The benefits and harms of starch

The benefits and harms of starch

The substance is the most common type of polysaccharide in the human diet. It is found in high amounts in cereals, beans, peas, mangoes, bananas, root vegetables, and tubers. Food starch, which is used as an additive, is produced from wheat, rice, corn, chestnuts, and potatoes.

The benefits and harms of starch due to its low calorie content and high nutritional value have been appreciated by nutritionists. Foods containing a polysaccharide create a “filling the stomach” effect without leading to weight gain.

The benefits of starch are used in cooking, where it is used as a thickener for making jellies, puddings, sauces, soups, gravies, creams, desserts, pills. In industry, it is used in the production of paper, glue and textiles.

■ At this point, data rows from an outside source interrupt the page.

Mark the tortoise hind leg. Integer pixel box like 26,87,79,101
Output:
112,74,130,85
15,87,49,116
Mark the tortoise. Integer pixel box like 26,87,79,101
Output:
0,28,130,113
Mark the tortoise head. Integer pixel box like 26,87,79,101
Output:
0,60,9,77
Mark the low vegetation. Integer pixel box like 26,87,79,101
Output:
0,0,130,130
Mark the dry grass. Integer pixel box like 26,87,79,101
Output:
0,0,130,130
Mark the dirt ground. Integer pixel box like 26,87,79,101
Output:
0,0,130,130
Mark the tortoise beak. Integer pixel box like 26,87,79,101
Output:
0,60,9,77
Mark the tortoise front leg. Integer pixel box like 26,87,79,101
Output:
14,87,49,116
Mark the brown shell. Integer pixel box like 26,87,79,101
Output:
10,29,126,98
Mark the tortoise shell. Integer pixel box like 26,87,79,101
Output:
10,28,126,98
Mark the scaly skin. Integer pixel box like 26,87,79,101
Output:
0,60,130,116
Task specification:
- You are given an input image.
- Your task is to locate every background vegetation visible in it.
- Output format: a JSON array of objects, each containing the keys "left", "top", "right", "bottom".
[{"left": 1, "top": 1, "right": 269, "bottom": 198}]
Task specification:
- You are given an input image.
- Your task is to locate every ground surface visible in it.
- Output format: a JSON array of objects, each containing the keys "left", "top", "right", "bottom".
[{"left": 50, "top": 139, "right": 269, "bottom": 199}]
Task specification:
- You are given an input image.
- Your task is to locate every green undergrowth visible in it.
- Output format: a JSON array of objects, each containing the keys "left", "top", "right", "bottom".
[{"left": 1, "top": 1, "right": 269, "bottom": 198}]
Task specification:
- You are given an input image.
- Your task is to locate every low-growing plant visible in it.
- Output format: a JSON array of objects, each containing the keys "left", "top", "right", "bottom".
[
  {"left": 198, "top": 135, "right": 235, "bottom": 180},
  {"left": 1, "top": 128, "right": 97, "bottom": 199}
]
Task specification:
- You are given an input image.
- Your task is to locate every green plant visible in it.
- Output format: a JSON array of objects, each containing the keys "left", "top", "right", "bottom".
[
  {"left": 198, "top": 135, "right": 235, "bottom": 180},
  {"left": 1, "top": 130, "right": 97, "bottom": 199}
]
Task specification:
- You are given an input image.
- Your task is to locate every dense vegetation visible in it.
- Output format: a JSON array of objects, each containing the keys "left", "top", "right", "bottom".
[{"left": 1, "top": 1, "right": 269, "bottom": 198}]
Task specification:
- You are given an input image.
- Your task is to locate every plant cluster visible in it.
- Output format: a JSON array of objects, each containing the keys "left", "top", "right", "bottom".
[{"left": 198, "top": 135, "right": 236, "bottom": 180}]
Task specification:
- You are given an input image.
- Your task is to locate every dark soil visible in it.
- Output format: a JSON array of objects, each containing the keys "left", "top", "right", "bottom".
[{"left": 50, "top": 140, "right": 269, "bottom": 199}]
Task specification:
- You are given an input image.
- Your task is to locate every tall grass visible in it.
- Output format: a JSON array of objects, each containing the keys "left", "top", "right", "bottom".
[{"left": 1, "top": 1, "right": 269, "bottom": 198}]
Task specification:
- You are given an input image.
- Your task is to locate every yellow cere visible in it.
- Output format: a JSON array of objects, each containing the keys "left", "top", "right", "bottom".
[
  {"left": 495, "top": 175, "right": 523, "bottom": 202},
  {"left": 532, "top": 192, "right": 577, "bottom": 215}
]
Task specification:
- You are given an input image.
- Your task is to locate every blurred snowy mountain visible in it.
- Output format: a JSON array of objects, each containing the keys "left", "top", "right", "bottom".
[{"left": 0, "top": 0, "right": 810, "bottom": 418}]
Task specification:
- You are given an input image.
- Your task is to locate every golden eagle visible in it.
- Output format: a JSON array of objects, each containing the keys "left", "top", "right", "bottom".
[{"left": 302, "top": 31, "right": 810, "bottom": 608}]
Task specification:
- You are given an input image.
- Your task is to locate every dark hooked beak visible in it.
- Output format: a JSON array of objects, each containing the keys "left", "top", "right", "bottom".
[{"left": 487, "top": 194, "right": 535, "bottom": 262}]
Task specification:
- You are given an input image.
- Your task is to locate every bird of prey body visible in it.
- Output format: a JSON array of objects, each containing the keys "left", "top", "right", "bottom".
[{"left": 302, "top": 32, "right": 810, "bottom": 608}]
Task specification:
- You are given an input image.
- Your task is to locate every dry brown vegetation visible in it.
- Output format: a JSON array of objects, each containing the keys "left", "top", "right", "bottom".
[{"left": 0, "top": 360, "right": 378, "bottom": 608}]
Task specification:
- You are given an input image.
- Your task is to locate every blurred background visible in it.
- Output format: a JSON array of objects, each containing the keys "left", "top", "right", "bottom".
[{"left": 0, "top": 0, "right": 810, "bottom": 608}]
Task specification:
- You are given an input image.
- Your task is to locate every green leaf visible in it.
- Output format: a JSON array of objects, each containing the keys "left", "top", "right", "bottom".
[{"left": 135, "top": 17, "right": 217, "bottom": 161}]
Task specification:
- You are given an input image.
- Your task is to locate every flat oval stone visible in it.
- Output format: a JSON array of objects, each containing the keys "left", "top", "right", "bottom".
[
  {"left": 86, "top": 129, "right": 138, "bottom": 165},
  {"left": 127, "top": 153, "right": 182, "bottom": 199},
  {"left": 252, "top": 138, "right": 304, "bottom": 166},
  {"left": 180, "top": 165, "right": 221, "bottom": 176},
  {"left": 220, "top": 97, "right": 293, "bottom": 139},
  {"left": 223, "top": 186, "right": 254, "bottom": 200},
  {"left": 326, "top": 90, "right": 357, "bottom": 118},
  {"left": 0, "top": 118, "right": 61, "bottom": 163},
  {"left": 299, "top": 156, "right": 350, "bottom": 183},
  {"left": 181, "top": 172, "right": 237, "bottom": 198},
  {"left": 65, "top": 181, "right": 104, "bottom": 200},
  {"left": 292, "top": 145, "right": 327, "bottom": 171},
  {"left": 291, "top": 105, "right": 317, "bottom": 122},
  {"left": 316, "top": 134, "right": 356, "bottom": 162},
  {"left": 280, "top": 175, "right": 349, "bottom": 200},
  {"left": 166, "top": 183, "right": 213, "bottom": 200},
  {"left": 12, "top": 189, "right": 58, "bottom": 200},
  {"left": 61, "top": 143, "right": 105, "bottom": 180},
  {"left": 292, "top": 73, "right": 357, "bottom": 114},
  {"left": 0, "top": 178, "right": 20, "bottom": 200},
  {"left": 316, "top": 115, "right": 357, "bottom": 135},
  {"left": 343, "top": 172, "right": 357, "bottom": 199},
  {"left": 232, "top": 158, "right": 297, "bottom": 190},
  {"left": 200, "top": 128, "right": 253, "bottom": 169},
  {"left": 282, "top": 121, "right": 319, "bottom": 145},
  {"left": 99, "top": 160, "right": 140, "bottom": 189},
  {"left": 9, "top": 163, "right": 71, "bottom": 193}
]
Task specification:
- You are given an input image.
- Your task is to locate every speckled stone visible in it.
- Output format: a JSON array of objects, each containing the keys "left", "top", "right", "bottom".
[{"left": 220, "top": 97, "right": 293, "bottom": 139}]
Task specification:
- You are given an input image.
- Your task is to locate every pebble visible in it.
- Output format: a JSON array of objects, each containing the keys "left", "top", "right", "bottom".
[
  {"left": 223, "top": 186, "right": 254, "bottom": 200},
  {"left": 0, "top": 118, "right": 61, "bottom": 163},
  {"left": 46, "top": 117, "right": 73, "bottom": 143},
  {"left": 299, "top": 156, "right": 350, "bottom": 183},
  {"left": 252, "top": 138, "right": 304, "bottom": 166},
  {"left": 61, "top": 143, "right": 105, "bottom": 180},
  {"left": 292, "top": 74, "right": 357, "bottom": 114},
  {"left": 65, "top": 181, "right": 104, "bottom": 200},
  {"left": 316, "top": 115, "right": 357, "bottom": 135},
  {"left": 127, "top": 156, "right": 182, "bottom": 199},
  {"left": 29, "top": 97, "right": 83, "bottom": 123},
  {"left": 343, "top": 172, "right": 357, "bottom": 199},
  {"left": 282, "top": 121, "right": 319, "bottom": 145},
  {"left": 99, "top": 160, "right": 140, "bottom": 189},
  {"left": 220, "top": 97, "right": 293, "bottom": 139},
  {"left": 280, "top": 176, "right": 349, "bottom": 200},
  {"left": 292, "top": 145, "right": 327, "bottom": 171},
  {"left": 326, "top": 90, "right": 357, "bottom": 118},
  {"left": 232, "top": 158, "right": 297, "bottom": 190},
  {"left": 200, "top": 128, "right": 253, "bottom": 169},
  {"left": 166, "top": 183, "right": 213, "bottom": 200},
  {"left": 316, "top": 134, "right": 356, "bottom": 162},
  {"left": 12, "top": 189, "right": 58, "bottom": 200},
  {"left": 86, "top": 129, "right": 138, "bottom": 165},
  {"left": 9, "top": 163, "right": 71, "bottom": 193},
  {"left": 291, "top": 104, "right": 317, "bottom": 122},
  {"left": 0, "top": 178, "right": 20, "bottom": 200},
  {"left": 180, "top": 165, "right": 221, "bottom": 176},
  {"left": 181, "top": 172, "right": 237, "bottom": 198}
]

There are great benefits of starch in the fight against cancer. Due to the presence of unrefined carbohydrates in products containing the substance, they have anticancer properties.

When you include bread, jelly, porridge in the diet, they slow down the absorption of sugar, and provoke a drop in its level after eating, which is naturally a great benefit of starch for diabetics.

What effect does a polysaccharide have on our body? Vegetables, fruits, cereals, which contain this component, improve bowel function, although eating such foods has an undesirable effect on the body. When overeating, the harm of starch is flatulence, bloating and stomach cramps.

Raw vegetables and fruits, in which the substance is present, are difficult to digest. The harm of starch is possible from the abuse of white bread, potatoes, bananas. Products should not be given in large quantities to children and should not be consumed before bedtime. But dishes containing a food additive, in which the starch has undergone heat treatment, are easily digested by the digestive tract, allow you to regulate sugar levels, and support immunity with properties.

The polysaccharide is of two types. One is found naturally in fruits, grains, vegetables, beans, and nuts. The other (crystalline powder) is obtained industrially. There are no negative health consequences of consuming the former, other than difficulty in digesting food. The harm of starch is from a powder of artificial origin, it leads to metabolic disorders, vision pathologies, the development of atherosclerosis.

The benefits and harms of starch contained in foods were well known in the olden days. In case of burns, the potatoes were cut and applied to the affected area to relieve pain, reduce skin irritation, and eliminate the inflammatory process. Scientists have proven the benefits of “grandmother’s recipes”, in which starch was used to treat gastric ulcers and normalize digestion.